In November four US employees of Union Texas Petroleum and their Pakistani driver were murdered in Karachi when the vehicle in which they were traveling was attacked 1 mile from the US Consulate in Karachi. Shortly after the incident, two separate claims of responsibility for the killings were made: the Aimal Khufia Action Committee – a previously unknown group – and the Islami Inqilabi Mahaz, a Lahore-based group of Afghan veterans. Both groups cited as the motive for the attack the conviction of Mir Aimal Kansi, a Pakistani national who was tried in the United States in November for the murder of two CIA employees and the wounding of three others outside CIA Headquarters in 1993. Kansi was found guilty and sentenced to death.

Deadly incidents of sectarian violence, particularly in Punjab Province, surged in 1997. According to press reports, 200 people died during the year. In addition, five Iranian Air Force technicians were killed in September in Rawalpindi. Lashkar i-Jhangvi, a violent offshoot of the anti-Shiite Sunni group Sipah i Shahaba Pakistan, claimed responsibility. The Iranian Government-controlled press holds Pakistan responsible for failing to stop the attack and accused the United States of conspiring in the murders.

The United States designated the HUA a foreign terrorist organization in October.
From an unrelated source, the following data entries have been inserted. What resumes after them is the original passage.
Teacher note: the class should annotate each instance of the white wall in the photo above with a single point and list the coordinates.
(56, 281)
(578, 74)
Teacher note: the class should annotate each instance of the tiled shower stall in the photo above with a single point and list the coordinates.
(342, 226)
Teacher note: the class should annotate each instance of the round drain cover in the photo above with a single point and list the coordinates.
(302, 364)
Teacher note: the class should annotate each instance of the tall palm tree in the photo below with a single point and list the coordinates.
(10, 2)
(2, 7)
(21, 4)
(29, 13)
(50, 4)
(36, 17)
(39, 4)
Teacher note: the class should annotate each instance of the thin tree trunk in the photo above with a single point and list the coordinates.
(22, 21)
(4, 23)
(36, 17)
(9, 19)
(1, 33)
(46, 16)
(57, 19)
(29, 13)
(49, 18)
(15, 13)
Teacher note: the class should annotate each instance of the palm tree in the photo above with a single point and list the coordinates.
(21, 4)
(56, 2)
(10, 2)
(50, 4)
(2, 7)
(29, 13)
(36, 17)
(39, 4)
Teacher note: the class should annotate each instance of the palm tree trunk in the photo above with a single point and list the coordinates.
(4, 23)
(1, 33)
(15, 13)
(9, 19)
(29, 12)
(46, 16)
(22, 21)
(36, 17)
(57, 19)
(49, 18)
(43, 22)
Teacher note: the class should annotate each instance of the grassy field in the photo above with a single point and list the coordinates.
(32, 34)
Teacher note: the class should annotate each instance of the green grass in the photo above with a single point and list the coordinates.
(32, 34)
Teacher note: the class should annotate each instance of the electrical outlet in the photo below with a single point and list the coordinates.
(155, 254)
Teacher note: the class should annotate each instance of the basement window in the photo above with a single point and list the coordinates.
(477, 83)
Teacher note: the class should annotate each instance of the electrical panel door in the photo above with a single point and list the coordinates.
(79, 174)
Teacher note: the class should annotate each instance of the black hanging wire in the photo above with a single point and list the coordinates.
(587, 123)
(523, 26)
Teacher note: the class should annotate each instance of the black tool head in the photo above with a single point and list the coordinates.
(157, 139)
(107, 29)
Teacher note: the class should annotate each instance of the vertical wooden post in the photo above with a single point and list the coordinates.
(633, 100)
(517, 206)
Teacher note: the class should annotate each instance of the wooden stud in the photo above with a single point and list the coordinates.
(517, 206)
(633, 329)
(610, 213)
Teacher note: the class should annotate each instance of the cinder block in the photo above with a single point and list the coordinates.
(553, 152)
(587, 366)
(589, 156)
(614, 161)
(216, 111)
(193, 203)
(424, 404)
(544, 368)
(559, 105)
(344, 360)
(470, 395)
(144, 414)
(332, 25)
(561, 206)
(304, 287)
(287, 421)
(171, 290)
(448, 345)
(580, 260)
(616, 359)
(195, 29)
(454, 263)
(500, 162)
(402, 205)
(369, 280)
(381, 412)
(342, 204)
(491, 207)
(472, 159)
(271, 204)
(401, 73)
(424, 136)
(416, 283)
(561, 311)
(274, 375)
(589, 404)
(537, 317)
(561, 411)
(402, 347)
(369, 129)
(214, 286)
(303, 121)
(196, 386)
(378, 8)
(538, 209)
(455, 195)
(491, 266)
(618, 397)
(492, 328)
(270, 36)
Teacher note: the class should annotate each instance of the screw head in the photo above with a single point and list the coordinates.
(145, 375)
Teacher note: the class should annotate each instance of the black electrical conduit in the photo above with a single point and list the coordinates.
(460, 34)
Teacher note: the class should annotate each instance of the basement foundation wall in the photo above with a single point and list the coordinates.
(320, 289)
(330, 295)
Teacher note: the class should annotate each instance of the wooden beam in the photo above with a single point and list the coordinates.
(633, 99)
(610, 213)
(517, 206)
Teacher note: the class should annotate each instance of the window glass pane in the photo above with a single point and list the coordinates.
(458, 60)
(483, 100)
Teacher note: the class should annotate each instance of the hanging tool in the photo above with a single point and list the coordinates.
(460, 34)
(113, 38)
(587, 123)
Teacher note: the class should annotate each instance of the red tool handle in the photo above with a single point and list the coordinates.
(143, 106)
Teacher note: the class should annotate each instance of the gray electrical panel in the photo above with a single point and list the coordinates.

This group is responsible for the still unresolved July 1995 kidnapping of six Westerners in Kashmir; one of the six, a US citizen, managed to escape, but a Norwegian hostage was killed in August 1995.

Ramzi Ahmed Yousef, who was extradited from Pakistan to the United States in 1995, was convicted in New York in November for his role in the 1993 World Trade Center bombing in New York City.